Further, to become so immersed in the debate would be another delay. Better to shine in the daytime, to wake up.

Lily G. Stephen

2014 UPDATE

With life experience comes our recognition that the other side of our interconnectedness is its multi-level nature. We have commonality; but we don't each operate at the same level. The older one gets, the more apparent this is, because we can observe the various levels of our understanding  during this lifetime that impelled our journey through the next level, and the next.
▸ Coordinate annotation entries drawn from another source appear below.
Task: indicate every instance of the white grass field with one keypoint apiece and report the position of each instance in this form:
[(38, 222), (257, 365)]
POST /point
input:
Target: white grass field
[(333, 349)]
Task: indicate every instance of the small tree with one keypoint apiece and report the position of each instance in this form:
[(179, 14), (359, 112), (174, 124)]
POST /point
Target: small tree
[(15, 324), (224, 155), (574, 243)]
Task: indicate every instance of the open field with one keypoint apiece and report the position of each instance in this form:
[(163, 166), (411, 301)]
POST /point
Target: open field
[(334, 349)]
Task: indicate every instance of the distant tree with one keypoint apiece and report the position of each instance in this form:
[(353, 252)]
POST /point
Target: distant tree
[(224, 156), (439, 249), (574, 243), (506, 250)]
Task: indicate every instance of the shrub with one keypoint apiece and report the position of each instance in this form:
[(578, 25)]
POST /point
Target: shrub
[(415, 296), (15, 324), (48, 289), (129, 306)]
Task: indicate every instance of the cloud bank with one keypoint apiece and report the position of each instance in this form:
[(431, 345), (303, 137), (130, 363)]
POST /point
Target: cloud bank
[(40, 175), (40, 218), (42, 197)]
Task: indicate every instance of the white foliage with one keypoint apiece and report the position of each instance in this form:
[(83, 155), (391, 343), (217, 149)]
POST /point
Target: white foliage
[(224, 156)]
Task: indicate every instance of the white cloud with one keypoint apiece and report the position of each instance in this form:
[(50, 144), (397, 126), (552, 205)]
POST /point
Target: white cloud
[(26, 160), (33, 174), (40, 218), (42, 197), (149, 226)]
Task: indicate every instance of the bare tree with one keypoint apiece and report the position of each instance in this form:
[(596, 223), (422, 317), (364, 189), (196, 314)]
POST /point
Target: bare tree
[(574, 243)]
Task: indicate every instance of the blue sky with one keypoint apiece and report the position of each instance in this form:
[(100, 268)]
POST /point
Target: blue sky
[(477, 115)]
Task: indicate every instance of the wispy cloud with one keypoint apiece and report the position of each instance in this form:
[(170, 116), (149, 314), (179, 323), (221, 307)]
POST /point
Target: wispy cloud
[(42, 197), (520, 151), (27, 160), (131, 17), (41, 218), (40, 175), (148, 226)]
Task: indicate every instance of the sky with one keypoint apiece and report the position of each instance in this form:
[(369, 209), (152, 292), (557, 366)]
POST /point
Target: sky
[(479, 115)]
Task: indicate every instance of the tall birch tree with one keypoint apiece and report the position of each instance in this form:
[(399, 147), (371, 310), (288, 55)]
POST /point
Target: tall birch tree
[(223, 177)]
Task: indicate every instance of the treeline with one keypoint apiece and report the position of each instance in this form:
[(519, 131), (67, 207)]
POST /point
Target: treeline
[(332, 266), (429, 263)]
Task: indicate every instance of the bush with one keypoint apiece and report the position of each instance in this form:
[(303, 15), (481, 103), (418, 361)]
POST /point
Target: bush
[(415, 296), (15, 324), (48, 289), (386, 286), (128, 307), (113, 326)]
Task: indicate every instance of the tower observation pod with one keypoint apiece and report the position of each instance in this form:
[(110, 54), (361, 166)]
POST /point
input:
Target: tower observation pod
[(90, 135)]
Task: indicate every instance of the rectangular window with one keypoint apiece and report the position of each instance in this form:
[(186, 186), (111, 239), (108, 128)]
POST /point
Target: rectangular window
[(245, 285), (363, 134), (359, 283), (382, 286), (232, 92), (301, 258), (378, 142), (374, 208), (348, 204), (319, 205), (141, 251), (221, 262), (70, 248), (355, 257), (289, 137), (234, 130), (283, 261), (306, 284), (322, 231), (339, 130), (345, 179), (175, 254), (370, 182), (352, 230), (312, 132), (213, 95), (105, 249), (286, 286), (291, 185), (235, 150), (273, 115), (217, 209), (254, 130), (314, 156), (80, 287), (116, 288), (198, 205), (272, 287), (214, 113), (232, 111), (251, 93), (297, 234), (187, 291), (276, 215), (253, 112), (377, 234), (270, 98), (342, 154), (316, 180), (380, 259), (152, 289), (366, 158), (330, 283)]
What if ... there are those who have evolved so high that they are able to comprehend our true nature? If there are such high beings, do they hold onto secrets of existence through mystery schools? At this time when secrets and mysteries are breaking out of their shells, yes, there are certain avatars who offer guidance that has long been known in certain quarters.

Recommended reading that shines a light from formerly arcane systems:

Mind Beyond Death, by Dzogchen Ponlop. Snow Lion Publications, 2006. Recommended by, among others, Robert Thurman and Francesca Freemantle. This eminent teacher's birth was prophesied by none other than the 16th Gyalwang Karmapa, and is the seventh in the line of Dzogchen Ponlop incarnations, yet well-versed in Western culture and technology.

The Tibetan Book of Living and Dying, by Sogyal Rinpoche. HarperSanFrancisco, 1993. There was once a highway robber who became a champion for combating warring aggression from without and factions within his country of Tibet. This was Terton Sogyal. Before his death in 1926, he said to his disciples that he would come back as two simultaneous reincarnations. One would be as a lion's roar, the other as a "turquoise dragon holding up a jewel for all to see." Sogyal Rinpoche's book has reached 56 countries in 30 languages, according to a 2002 statistic. His spiritual brother is Khenpo Jikme Phuntsok, who founded the Larung Encampment in a desolate valley of eastern Tibet that became home to more than 8,000 monks and nuns. (Quotation and narrative from In the Shadow of the Buddha, by Matteo Pistono.)